EE is now pioneering LTE (or 4G) Broadcast, the main benefit of which is the ability to simultaneously distribute live content to an almost unlimited amount of users without running into capacity issues of each user watching individual content.

“The biggest fundamental shift we will see in the next decade for mobile distribution of TV is LTE Broadcast,” says Stagg. “EE’s vision for LTE Broadcast is that it will be better than TV.”

Stagg led the team that delivered the UK’s first engineering proof of concept at the 2014 Commonwealth Games (partnered with the BBC, Qualcomm and others), and followed that up with a trial at this year's FA Cup Final at Wembley to prove how it could combine the efficiency of broadcast with the functionality of unicast. “It's the next iteration of red button,” says Stagg.

EE plans a limited live rollout for LTE Broadcast toward the end of 2016. “We're not saying it's a commercial launch but we will start to put capacity on the network for certain events where it provides benefits.”

One benefit is to alleviate spikes in congestion around live sports events, not just for users wanting to access the same live content but for other network users whose normal browsing might be affected.

However, talk of the technology pushing aside DTT as the main distribution network for live and linear TV is, for now, premature.

“We are actively steering away from that and saying let's focus on where we need this technology now.

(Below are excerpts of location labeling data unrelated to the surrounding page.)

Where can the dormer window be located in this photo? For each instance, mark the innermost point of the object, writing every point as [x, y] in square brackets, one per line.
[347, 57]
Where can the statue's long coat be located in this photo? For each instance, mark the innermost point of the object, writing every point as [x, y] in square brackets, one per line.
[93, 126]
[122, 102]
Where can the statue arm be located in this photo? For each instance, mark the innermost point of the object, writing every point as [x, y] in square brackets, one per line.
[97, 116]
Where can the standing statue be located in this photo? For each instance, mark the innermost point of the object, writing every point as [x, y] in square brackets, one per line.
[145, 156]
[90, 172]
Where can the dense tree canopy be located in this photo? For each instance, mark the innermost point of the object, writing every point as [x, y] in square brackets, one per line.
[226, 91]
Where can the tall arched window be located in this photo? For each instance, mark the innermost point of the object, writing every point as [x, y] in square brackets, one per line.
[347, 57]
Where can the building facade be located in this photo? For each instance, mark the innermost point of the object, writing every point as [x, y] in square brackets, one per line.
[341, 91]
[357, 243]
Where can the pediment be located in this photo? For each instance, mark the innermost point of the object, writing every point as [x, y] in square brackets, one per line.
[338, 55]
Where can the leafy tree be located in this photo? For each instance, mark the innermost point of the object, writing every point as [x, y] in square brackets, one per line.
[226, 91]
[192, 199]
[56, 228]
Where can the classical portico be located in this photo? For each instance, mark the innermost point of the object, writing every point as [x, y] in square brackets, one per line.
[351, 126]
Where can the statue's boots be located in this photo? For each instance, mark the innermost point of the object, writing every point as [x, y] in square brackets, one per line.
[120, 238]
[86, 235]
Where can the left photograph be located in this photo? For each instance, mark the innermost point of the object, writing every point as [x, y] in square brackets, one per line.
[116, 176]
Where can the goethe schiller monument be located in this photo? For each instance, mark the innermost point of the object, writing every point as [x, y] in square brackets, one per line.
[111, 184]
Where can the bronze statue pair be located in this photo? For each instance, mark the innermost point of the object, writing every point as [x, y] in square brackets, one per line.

In the future, who knows?”

The Mobile Video Alliance (MVA), which Stagg co-chairs, is in accord. “We are not discussing [LTE Broadcast] as a DTT replacement but as a way of improving performance and efficiencies of delivering live linear TV, predominantly, and on top of that we have all the other services [like mass software updates].”

Stagg co-founded the MVA (which now resides within the Digital TV Group) in 2013. “Personally, it is one of the best things that has happened. I was given quite a free reign. No one really saw how mobile video needed to be treated differently and what an impact it would have, but this has now become one of most active working groups in the DTG. It's done a huge amount for driving forward UK mobile TV and it's seen as a model, globally, for how you bring mobile operators, content delivery networks, broadcasters and contentproviders together to work on delivering a superior customer experience for everyone.”
As EE is still in the process of being acquired by BT for £12.5bn, Stagg's lips are sealed but he restates EE's broader strategy as being about 'connected everything' “exploring uses for mobile connectivity in the home, at work and in the car.”

Stagg, who has clocked 25 years’ experience in telecoms and was recently voted in the top 50 most influential people in New TV, is also a mentor for the 5GIC project at Surrey University where the awesome potential of a mobile technology without bandwidth limits is taking shape.


“5G may yield a perception of limitless bandwidth because you will always have enough for your purpose,” he says. “This could be the connected car, remote surgery or holographic projection. 5G is not just a new air interface and associated technology. It is best understood as an ecosystem which a lot of industries, not just mobile operators, are exploring to change the way we think about being connected.”